Harvard Health Letter

Choosing good carbs with the glycemic index

Low glycemic foods help you feel full longer; help keep blood sugar even.

Bread, rice, pasta, breakfast cereal, dairy foods, fruits, and vegetables are staples in many diets. All deliver carbohydrates. For providing calories, one carbohydrate is as good as another. When it comes to health, though, some are better than others. Picking good carbs can help you control your weight and ward off a host of chronic conditions, from diabetes and heart disease to various cancers. One way to identify good carbs is with the glycemic index (GI). This tool measures how much a food boosts blood sugar.

"Glycemic index categories can be very helpful for people trying to choose a healthy diet," says Dr. Frank Hu, professor of nutrition at the Harvard School of Public Health.

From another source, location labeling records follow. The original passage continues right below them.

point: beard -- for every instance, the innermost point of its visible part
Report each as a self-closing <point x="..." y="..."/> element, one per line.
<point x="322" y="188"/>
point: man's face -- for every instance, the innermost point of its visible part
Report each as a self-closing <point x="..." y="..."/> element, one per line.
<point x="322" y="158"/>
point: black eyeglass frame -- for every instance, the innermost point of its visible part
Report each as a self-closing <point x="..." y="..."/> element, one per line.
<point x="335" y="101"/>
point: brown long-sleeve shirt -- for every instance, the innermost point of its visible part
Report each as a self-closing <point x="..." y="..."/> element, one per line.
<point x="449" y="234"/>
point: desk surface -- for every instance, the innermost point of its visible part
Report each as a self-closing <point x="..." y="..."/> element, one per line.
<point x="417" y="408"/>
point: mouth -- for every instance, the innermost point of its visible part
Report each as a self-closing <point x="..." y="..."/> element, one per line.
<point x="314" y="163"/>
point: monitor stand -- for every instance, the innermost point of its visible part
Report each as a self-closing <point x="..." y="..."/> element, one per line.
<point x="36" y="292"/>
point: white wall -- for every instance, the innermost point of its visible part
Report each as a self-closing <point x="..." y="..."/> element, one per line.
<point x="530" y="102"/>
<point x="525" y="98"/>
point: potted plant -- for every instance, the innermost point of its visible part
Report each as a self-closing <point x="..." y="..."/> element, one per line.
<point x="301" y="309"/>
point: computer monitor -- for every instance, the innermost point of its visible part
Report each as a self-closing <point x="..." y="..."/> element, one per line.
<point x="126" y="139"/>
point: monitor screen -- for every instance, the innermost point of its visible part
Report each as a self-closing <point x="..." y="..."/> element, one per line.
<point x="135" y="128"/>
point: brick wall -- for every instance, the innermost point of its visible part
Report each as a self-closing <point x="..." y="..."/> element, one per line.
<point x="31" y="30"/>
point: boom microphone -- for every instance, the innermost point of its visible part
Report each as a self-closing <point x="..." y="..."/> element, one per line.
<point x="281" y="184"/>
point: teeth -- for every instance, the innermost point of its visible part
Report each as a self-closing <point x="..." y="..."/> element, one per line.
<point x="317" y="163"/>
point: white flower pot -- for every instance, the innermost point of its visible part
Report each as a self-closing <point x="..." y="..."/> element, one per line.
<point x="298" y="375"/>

The rise of blood sugar levels

The rise of blood sugar levels

High glycemic foods result in a quick spike in insulin and blood sugar (also known as blood glucose). Low glycemic foods have a slower, smaller effect.

What's a carb?

Carbohydrates are a family of molecules. They occur in three main forms. Sugars are the simplest. They include glucose (the type of sugar that travels in the blood stream), fructose (fruit sugar), lactose (milk sugar), and others. Starches are more complex carbs. A starch is a long chain of sugar molecules. Some starches, like those in the average baked potato, the body digests in a flash, quickly elevating blood sugar. Other starches, like those in whole grains and beans, are digested more slowly, and so don't boost blood sugar as high. Fiber, another complex carbohydrate, can't be broken down by the human digestive tract. Fiber tends to move though the stomach and gut slowly, making you feel full without adding calories.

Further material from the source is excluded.